ジョーダン・ピールやアリ・アスターといった人気監督たちが登場し、ホラー映画の評価は大きく変わり、それに続く新世代も控えている。新感覚ホラー映画が人気を呼んでいるのはなぜだろうか。
『ブリング・ハー・バック』
里親を演じたサリー・ホーキンスの怪演ぶりが脳裏に焼きつく、A24製作の究極の「ヒトコワ系」ホラー。
監督/ダニー・フィリッポウ、マイケル・フィリッポウ 出演/サリー・ホーキンス、ビリー・バラット、ソラ・ウォン、ジョナ・レン・フィリップス 配給/ハピネットファントム・スタジオ R15+ 7月10日(金)より全国公開 © 2025 RACKAWAY PTY LTD All Rights Reserved
新しい恐怖のかたちが世界を震撼している。近年は新感覚のホラー映画が話題を呼び、映画界をにぎわせている。ヴァンパイアものとアメリカンルーツミュージックを「ジャンルミックス」させた『罪人たち』(25年)は米国で大ヒットし、今年のアカデミー賞では脚本賞など4冠に輝いた。「考察系」ホラーとして日本でもヒットした『WEAPONS ウェポンズ』(25年)の老女役エイミー・マディガンはアカデミー賞助演女優賞に選ばれた。かつてホラー映画は、ティーン向け、マニア向けのサブジャンルとして扱われてきたが、ルッキズム問題をブラックコメディ化したデミ・ムーア主演作『サブスタンス』(24年)はカンヌ国際映画祭で脚本賞に選ばれるなど、その立ち位置は大きく変わった。ホラー映画は、今やメインストリームになりつつある。

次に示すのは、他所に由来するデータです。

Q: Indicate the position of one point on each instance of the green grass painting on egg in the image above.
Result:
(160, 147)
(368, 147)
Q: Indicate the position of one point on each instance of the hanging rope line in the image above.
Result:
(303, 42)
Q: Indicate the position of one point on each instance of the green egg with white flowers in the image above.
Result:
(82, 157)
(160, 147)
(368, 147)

こうした新感覚ホラーの火付け役となったのが、ジョーダン・ピール監督の『ゲット・アウト』(17年)だ。米国社会に根強く残る人種差別を奇抜なアイデアでエンタメ化して描き、アカデミー賞脚本賞を受賞した。以降、社会不安や倫理観の崩壊を扱ったホラー作品が増えている。ロバート・エガース監督の『ウィッチ』(15年)のように民間伝承を現代的に再解釈した作品や、幽霊や怪物よりも人間そのものを恐怖の対象として描く「ヒトコワ系」が多いのも特徴だろう。

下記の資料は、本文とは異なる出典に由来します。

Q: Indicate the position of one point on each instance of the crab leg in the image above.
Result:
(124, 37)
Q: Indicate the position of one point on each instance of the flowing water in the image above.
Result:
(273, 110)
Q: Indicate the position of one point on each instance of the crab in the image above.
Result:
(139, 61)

新しいホラー映画の流れの中で、大きな存在感を放っているのがアリ・アスター監督だ。デビュー作『ヘレディタリー/継承』(18年)では、家族というひとつのコミュニティが壊れていく様子を鮮烈に描いてみせた。続く『ミッドサマー』(19年)はホラー映画になじみのなかった女性層も巻き込み、社会現象級のヒットとなった。純粋なホラー監督ではないが、ギリシャ出身のヨルゴス・ランティモス監督は古典的怪奇小説『フランケンシュタイン』をジェンダー視点で再構成した『哀れなるものたち』(23年)で人気を博している。
ジャンプスケア(恐怖演出)に頼ることなく、社会問題や現代人の心理を題材に、観客の考察欲を刺激する新感覚ホラー映画は、欧米では「エレベイテッド・ホラー」とも呼ばれている。川村元気監督の『8番出口』(25年)や香川照之主演の『災 劇場版』(26年)なども、この流れをくんだものだろう。